SELECT REGEXP_REPLACE(mycolumn, 'regexp', 'replacement') FROM mytable;
result := REGEXP_REPLACE('subject', 'regexp', 'replacement', 1, 0, 'i');
REGEXP_INSTR(source, regexp, position, occurrence, return_option, modes)
returns the beginning or ending position of a regex match in the source string. This function takes the same parameters as REGEXP_SUBSTR, plus one more. Set return_option
to zero or omit the parameter to get the position of the first character in match. Set it to one to get the position of the first character after the match. The first character in the string has position 1. REGEXP_INSTR returns zero if the match cannot be found. The last 4 parameters are optional.
SELECT REGEXP_INSTR(mycolumn, 'regexp', 1, 1, 0, 'i') FROM mytable;
REGEXP_COUNT(source, regexp, position, modes)
returns the number of times the regex can be matched in the source string. It returns zero if the regex finds no matches at all. This function is only available in Oracle 11g and later.

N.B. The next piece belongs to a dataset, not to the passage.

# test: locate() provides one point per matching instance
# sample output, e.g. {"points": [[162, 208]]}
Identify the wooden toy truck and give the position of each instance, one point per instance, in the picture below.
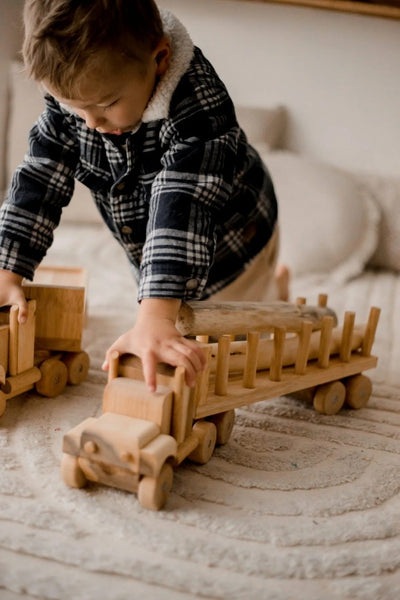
{"points": [[289, 348], [45, 352]]}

SELECT REGEXP_COUNT(mycolumn, 'regexp', 1, 'i') FROM mytable;
Oracle’s Matching Modes
The modes
parameter that each of the four regexp functions accepts should be a string of up to three characters, out of four possible characters. E.g. 'i'
turns on case insensitive matching, while 'inm'
turns on those three options. 'i'
and 'c'
are mutually exclusive. If you omit this parameter or pass an empty string, the default matching modes are used.
'i'
: Turn on case insensitive matching. The default depends on the NLS_SORT setting.
'c'
: Turn on case sensitive matching. The default depends on the NLS_SORT setting.
'n'
: Make the dot match any character, including newlines. By default, the dot matches any character except newlines.
'm'
: Make the caret and dollar match at the start and end of each line (i.e. after and before line breaks embedded in the source string). By default, these only match at the very start and the very end of the string.
'x'
: Turn on free-spacing mode which ignores any unescaped whitespace outside character classes (10gR2 and later).